I’m unfamiliar with Ubuntu, but the drivers can be installed from the command line, so I’d have thought that could be done in recovery mode.
To get the repo driver + cuda 10.1, remove any cuda and nvidia packages
sudo apt remove *nvidia* cuda*
Afterwards, install the repo driver
sudo apt install nvidia-driver-440
Then download the cuda package, follow the install instructions on the download page but don’t do the last step, installing ‘cuda’ since this would overwrite the repo driver. Instead, run
sudo apt install cuda-toolkit-10-1
to install just the toolkit.
@generix, I followed your advice, but on the last step. I get this:
mroos@synapse:Downloads$ sudo apt install cuda-toolkit-10-1
Reading package lists... Done
Building dependency tree
Reading state information... Done
Package cuda-toolkit-10-1 is not available, but is referred to by another package.

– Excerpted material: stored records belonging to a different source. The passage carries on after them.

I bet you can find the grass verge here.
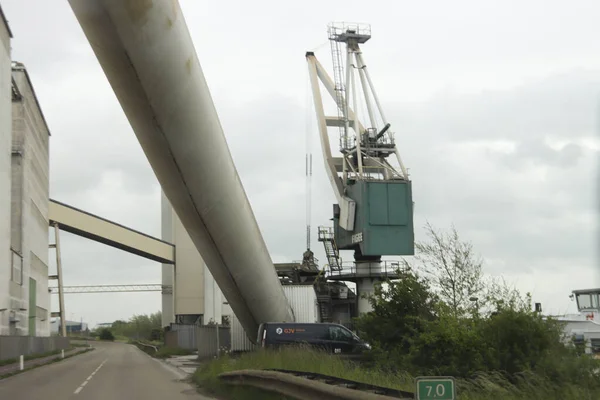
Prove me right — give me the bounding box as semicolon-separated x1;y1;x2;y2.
193;348;413;400
192;348;600;400
0;347;94;380
0;346;77;367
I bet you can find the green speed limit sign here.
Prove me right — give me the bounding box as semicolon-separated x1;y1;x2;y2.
415;376;456;400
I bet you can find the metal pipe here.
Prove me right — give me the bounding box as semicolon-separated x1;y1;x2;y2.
356;53;387;124
354;51;377;129
54;222;67;337
69;0;293;342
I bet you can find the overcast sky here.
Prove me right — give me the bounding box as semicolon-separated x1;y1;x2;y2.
1;0;600;324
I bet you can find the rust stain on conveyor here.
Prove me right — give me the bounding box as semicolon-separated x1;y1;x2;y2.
185;57;192;75
124;0;154;22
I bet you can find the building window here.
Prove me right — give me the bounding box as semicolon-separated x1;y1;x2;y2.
10;249;23;285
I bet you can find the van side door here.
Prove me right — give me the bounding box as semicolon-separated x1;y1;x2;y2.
329;325;354;354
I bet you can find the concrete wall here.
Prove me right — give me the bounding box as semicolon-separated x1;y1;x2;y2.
9;63;50;336
196;325;231;359
0;6;12;335
0;336;70;361
231;285;321;352
161;193;205;326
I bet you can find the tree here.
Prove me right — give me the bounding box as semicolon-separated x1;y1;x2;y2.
415;222;485;317
356;268;439;368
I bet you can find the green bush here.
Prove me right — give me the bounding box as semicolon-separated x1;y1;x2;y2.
356;269;600;388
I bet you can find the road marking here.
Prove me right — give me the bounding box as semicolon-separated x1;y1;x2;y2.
73;358;108;394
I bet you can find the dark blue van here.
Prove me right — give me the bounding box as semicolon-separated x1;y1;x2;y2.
258;322;371;354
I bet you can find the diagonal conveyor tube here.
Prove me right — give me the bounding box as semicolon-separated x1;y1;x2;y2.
69;0;293;342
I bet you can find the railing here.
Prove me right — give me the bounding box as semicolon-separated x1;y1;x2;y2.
327;261;406;279
327;22;371;40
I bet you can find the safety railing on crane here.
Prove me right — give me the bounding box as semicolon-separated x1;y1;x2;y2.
327;261;407;279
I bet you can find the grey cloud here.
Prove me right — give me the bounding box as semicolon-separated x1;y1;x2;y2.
2;0;600;322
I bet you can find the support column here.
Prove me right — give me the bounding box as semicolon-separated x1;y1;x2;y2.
54;222;67;337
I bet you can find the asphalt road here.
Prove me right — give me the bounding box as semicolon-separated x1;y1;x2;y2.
0;342;209;400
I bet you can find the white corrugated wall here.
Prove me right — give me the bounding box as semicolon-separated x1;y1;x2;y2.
231;285;320;351
283;285;319;323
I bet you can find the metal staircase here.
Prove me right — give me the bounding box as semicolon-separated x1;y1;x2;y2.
317;295;333;322
319;226;342;271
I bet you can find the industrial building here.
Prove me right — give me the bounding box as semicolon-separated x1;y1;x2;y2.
0;2;414;348
0;6;50;336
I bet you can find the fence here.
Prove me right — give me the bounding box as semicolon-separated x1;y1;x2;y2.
165;324;198;350
196;325;231;359
0;336;70;361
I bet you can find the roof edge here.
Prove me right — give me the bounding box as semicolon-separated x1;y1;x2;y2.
12;61;52;136
0;4;13;39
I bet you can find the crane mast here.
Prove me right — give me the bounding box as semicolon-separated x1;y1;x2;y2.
306;23;414;312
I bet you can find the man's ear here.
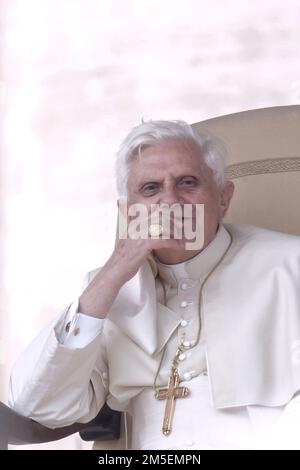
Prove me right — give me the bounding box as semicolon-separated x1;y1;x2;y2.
220;181;234;219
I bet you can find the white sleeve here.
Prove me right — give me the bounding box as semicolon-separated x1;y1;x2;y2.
55;299;105;348
9;270;108;428
55;273;104;348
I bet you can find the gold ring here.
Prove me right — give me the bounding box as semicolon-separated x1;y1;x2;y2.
149;224;163;237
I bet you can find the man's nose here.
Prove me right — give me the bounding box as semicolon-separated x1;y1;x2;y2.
158;188;183;205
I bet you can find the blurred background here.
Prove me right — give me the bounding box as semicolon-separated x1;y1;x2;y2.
0;0;300;449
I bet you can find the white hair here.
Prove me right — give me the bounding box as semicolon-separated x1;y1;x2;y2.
116;121;226;196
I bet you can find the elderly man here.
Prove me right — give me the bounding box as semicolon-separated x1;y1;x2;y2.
10;121;300;449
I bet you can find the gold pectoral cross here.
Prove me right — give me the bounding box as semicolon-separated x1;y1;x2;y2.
155;366;189;436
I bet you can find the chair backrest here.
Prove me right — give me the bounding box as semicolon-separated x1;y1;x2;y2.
193;106;300;239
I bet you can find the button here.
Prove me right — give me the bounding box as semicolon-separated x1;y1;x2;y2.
183;372;193;380
185;441;195;447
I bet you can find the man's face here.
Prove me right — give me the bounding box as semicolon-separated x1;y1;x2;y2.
128;140;233;252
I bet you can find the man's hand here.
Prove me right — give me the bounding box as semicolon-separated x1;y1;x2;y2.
79;207;184;318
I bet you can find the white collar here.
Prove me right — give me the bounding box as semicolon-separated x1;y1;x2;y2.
155;225;231;287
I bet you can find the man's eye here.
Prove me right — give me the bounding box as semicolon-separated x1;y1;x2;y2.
142;184;157;194
179;178;197;187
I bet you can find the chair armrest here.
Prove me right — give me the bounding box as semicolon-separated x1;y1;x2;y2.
0;402;120;449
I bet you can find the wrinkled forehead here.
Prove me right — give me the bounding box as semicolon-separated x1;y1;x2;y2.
129;140;211;177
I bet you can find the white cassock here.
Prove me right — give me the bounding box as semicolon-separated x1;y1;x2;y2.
10;225;300;449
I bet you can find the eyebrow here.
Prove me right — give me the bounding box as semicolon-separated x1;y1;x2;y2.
138;173;203;191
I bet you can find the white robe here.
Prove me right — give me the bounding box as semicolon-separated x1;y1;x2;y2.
10;225;300;448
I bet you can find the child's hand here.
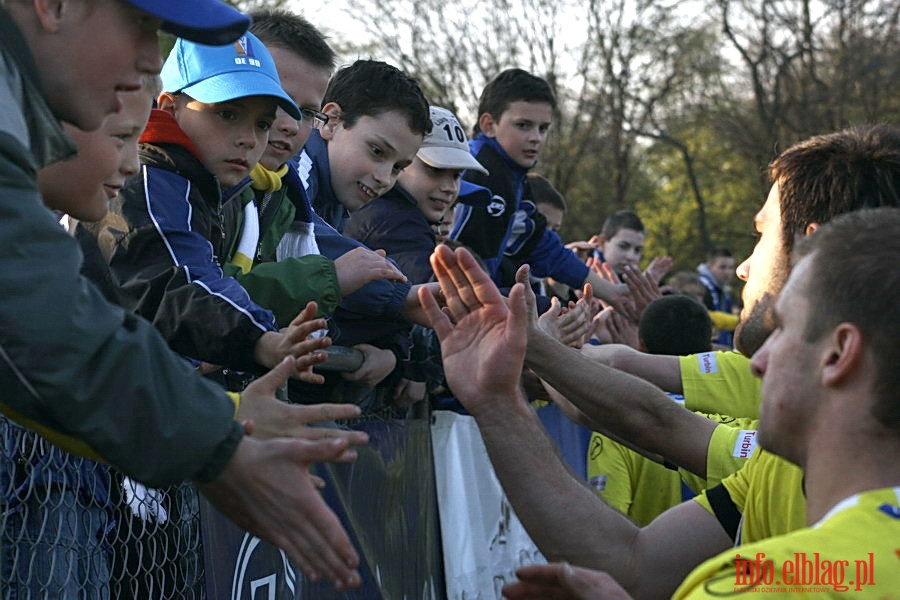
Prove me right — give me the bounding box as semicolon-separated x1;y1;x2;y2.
341;344;397;387
334;246;406;296
254;302;331;383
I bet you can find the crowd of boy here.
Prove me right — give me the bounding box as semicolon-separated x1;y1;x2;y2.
0;0;900;598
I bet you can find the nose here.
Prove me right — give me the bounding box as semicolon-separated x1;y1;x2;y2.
272;108;300;137
440;175;459;195
372;162;394;188
734;254;753;281
119;143;141;177
235;122;256;149
750;335;773;378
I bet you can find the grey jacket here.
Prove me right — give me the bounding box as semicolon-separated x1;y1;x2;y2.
0;8;242;485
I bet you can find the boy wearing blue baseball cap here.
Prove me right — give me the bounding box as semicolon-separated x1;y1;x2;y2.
82;33;327;378
0;0;359;589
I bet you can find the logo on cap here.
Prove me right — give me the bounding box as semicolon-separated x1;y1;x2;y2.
234;35;262;67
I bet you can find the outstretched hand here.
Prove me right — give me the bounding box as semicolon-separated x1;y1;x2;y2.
503;563;631;600
419;245;526;412
235;358;369;462
516;264;592;348
334;246;406;296
198;436;360;590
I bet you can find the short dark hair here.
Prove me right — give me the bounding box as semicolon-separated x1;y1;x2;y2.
322;60;431;135
600;210;644;241
638;294;712;356
769;125;900;253
526;173;566;212
248;8;337;72
473;69;556;134
797;208;900;432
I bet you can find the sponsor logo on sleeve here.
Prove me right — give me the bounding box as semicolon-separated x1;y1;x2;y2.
588;475;606;492
731;429;756;458
697;352;719;374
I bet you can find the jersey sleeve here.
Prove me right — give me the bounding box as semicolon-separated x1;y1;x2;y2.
679;352;761;419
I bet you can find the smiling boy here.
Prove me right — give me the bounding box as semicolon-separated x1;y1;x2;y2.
305;60;431;231
344;106;487;283
80;34;326;376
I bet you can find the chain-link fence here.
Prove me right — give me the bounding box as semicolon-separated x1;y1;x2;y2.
0;416;205;600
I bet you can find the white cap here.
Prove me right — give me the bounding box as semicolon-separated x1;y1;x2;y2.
416;106;488;175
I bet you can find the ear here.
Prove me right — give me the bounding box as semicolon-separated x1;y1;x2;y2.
478;113;497;137
822;323;865;387
319;102;342;141
34;0;69;33
156;92;176;115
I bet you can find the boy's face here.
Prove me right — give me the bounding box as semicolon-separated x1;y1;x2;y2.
31;0;162;131
600;229;645;275
159;93;278;189
398;156;462;223
259;46;331;171
478;100;553;169
322;108;423;210
706;256;734;286
38;91;150;221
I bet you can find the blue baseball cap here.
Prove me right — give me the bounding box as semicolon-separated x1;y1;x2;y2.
160;33;301;120
126;0;250;46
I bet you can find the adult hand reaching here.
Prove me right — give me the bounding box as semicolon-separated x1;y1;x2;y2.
236;358;369;452
198;359;365;590
419;245;526;413
503;563;631;600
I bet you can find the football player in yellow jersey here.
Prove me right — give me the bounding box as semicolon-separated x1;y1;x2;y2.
422;126;900;597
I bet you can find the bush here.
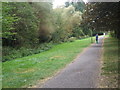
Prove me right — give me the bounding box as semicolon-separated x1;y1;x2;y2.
68;37;76;42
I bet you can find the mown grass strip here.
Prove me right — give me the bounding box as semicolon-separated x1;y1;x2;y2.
3;38;91;88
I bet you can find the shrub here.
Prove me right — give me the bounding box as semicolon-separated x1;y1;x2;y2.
68;37;76;42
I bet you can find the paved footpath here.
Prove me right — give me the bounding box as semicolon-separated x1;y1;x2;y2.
42;36;103;88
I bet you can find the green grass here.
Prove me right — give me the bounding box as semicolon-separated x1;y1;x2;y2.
102;37;119;88
2;38;91;88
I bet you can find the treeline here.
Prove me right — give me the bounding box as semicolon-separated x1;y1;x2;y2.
2;2;89;61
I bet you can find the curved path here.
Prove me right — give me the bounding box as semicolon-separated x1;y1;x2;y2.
42;36;103;88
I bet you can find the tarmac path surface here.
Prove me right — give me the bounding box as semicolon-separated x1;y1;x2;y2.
42;36;104;88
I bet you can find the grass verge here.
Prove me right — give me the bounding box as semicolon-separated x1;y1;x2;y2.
101;37;119;88
2;38;91;88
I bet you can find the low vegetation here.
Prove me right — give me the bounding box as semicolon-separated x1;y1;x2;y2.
2;38;91;88
101;37;119;88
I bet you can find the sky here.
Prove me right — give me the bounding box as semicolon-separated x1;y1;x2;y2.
53;0;87;8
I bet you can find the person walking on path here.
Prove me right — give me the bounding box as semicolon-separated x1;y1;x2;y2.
96;34;98;44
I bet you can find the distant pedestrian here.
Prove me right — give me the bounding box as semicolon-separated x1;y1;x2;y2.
96;34;98;44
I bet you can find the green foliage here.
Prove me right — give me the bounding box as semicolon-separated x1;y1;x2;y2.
2;43;53;62
2;2;88;61
2;38;91;88
2;2;38;46
68;37;76;42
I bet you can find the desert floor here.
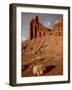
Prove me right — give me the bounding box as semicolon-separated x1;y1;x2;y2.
21;36;63;77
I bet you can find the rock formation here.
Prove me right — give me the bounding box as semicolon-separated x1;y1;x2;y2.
22;16;63;76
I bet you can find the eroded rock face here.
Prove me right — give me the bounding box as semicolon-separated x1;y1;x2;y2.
22;16;63;76
33;65;46;76
30;16;63;39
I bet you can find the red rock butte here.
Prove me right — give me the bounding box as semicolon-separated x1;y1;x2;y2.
30;16;63;39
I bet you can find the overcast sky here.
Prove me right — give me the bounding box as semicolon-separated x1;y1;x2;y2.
21;12;63;40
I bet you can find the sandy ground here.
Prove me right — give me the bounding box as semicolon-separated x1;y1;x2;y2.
21;36;63;77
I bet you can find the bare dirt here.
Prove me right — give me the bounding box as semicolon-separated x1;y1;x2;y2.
21;35;63;77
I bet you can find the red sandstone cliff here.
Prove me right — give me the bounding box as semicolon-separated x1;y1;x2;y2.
22;16;63;77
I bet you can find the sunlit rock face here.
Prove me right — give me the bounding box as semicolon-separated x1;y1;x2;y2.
21;16;63;77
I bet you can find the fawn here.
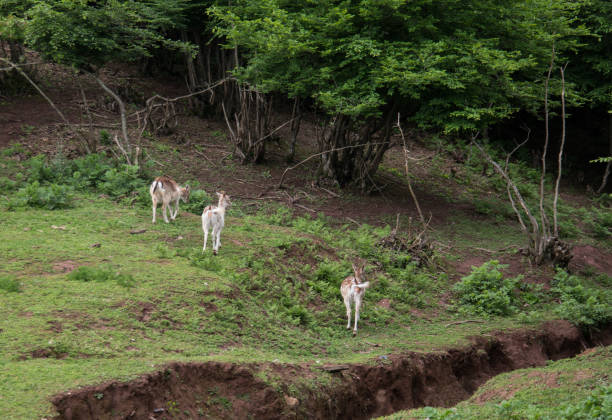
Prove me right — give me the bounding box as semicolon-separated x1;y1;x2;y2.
202;191;232;255
149;176;190;223
340;263;370;336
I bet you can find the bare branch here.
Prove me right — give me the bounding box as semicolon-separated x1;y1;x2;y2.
553;63;567;238
397;112;425;226
276;142;387;188
0;57;90;153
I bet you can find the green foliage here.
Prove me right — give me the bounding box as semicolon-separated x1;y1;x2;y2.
0;275;21;293
68;266;136;288
24;0;191;71
551;269;612;330
8;181;73;210
412;385;612;420
181;189;213;214
211;0;586;132
99;164;148;197
453;260;522;316
0;143;26;157
588;207;612;239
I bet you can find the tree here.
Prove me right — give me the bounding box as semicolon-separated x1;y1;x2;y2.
23;0;191;163
572;0;612;193
211;0;581;189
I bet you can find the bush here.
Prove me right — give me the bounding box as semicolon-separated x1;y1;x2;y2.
453;260;522;316
70;153;112;190
589;207;612;239
100;164;148;198
182;190;214;214
551;269;612;330
8;181;73;210
0;276;21;293
68;266;136;287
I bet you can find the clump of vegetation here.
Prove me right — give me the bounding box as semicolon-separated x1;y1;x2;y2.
406;385;612;420
68;266;136;288
0;276;21;293
551;269;612;330
8;181;73;210
453;260;523;316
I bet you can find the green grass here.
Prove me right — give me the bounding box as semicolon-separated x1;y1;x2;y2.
0;195;560;418
385;346;612;420
0;148;609;419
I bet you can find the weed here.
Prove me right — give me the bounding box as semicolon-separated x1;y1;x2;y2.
0;275;21;293
1;143;26;157
8;181;73;210
99;130;112;146
551;269;612;330
68;266;136;288
453;260;522;316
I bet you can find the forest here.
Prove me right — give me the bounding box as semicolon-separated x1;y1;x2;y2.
0;0;612;420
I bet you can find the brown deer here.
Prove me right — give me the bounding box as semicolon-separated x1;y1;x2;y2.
340;263;370;336
202;191;232;255
149;176;190;223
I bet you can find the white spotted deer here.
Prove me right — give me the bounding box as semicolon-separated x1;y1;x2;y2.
149;176;190;223
202;191;232;255
340;263;370;336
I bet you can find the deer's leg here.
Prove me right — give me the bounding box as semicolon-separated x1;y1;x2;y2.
213;225;219;255
170;200;179;220
344;297;351;330
202;221;208;252
151;196;157;223
162;200;172;223
353;297;361;335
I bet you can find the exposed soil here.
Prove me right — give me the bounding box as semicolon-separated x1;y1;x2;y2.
570;245;612;276
53;321;612;420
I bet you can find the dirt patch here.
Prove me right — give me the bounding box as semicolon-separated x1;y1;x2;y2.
52;321;612;420
53;260;78;273
376;299;391;309
569;245;612;276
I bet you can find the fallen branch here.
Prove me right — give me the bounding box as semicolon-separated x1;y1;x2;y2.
276;142;388;189
0;57;91;153
294;204;317;213
445;319;484;328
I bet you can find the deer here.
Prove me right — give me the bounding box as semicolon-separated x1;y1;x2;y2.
149;176;190;223
340;263;370;337
202;191;232;255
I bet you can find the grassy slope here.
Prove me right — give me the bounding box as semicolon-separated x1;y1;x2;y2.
385;346;612;420
0;139;608;418
0;196;544;418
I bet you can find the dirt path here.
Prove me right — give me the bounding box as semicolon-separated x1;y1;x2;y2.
53;321;612;420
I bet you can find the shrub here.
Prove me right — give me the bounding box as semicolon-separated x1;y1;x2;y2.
100;164;148;198
9;181;73;210
589;207;612;239
182;190;214;214
453;260;522;316
0;176;19;191
70;153;112;190
551;269;612;330
68;266;136;287
0;276;21;293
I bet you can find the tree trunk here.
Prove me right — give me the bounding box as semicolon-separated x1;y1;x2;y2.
318;106;396;193
287;98;302;162
597;113;612;194
95;75;133;165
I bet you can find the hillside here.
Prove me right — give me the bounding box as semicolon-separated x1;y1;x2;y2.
0;63;612;419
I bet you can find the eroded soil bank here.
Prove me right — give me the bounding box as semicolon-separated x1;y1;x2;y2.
53;321;612;420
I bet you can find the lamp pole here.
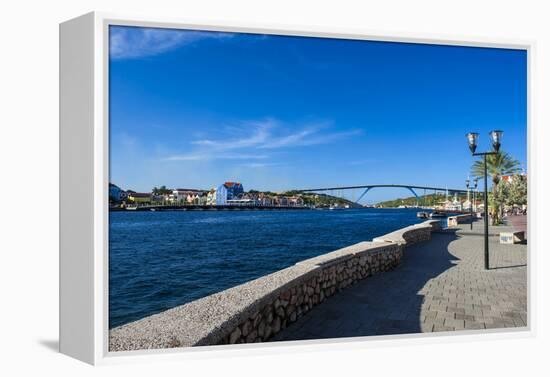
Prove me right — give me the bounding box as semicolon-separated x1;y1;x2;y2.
466;130;503;270
466;177;474;230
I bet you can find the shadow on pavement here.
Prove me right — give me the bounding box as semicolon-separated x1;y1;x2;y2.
275;231;458;340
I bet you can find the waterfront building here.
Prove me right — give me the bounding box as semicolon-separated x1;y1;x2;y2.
171;188;203;204
288;196;304;207
128;192;151;204
216;185;227;206
216;182;244;205
206;189;216;206
109;183;128;202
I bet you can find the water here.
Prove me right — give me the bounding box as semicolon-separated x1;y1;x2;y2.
109;209;423;328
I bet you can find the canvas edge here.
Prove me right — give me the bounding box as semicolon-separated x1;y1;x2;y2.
60;12;536;364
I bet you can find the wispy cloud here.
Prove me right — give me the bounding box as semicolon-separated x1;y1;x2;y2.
109;26;233;59
164;118;362;162
240;162;283;169
164;151;269;161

This may mean that the package is missing, has been obsoleted, or
is only available from another source
E: Package 'cuda-toolkit-10-1' has no installation candidate
Where can I find the package?
I did a more thorough removal of all things nvidia and cuda, via this sequence of commands:
Then repeated @generix install suggestion above. Everything is working now.